Experts reviewed data on sexual activity and heart diseases "in order to provide recommendations and foster physician and other healthcare professional communication with patients about sexual activity," according to the statement.

Researchers in previous studies who examined young married men compared sexual activity with a usual partner to be roughly equal to mild to moderate physical activity like climbing two flights of stairs or walking at a quick pace.

The researchers noted that the comparison might not apply to older adults or to patients with cardiovascular problems because these individuals may have to exert themselves more than their healthier counterparts.

The authors provided other recommendations for cardiovascular patients who wish to engage in sexual activity:

-Cardiovascular patients who were women should receive counseling and safety advice on pregnancy and various types of contraception when appropriate.

-Heart patients should first undergo a physical examination and provide a detailed medical history before starting or resuming sexual activity.

-Sexual activity can be safety engaged for patients who have a low risk of complications following a clinical evaluation.

-Exercise stress testing should be efficient in evaluating exercise capacity and the development of symptoms, ischemia, or arrhythmias for patients who do not know their cardiovascular risk.

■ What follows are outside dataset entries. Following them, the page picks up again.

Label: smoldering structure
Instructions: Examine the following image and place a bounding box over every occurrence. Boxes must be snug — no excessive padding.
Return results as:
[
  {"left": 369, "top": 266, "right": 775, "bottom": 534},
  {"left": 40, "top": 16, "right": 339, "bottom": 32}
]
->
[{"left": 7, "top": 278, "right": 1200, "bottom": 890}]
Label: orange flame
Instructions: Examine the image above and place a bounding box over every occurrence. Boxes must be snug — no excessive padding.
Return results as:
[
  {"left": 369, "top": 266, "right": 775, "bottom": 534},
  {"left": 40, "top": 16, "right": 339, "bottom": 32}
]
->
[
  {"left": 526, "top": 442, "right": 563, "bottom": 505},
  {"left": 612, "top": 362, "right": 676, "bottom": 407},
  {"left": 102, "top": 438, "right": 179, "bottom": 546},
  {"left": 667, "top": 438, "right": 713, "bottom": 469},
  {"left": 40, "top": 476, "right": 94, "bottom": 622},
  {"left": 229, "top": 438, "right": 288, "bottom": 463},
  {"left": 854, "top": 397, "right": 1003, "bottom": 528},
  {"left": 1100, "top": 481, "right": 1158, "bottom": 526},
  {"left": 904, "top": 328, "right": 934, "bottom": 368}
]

-Sexual activity is safe for patients who exercise with mild to moderate intensity without complications like angina, excessive dyspnea, ischemic ST-segment changes, cyanosis, hypotension, or arrhythmia.

-Cardiac rehabilitation and regular exercise can reduce risks associated with sexual activity-related cardiovascular complications for patients.

-Patients who develop cardiovascular symptoms while having sex should not have sex until their condition is stabilized and optimally managed.

Researchers said that although cardiovascular medications rarely cause sexual dysfunction, some diuretics and beta-blockers have been associated with erectile dysfunction.

Health experts said that concerns for erectile dysfunction should not discourage patients from taking medications for needed to treat cardiovascular symptoms, and also drugs like Viagra, Levitra and Cialis for treating erectile dysfunction are suitable for male patients with stable cardiovascular disease, the safety is still unknown.

Researchers also noted that postmenopausal women with heart disease could use local or topical estrogen to treat painful intercourse.

"When possible, pharmacotherapy, device and surgical intervention, registries, and longitudinal studies of patients with cardiovascular disease should specifically include data on sexual activity and function," researchers wrote.

"Future studies of interventions to improve sexual activity in the context of cardiovascular disease, including sexual counseling, should address sexual concerns and activity of both men and women, young and old, and both patients and partners," researchers concluded.

“Sexual activity is a major quality of life issue for men and women with cardiovascular disease and their partners,” said Glenn Levine, lead author of the statement and a professor of medicine at Baylor College of Medicine in Houston in a statement. “Unfortunately, discussions about sexual activity rarely take place in the clinical context.”

The statement is published online in Circulation: Journal of the American Heart Association.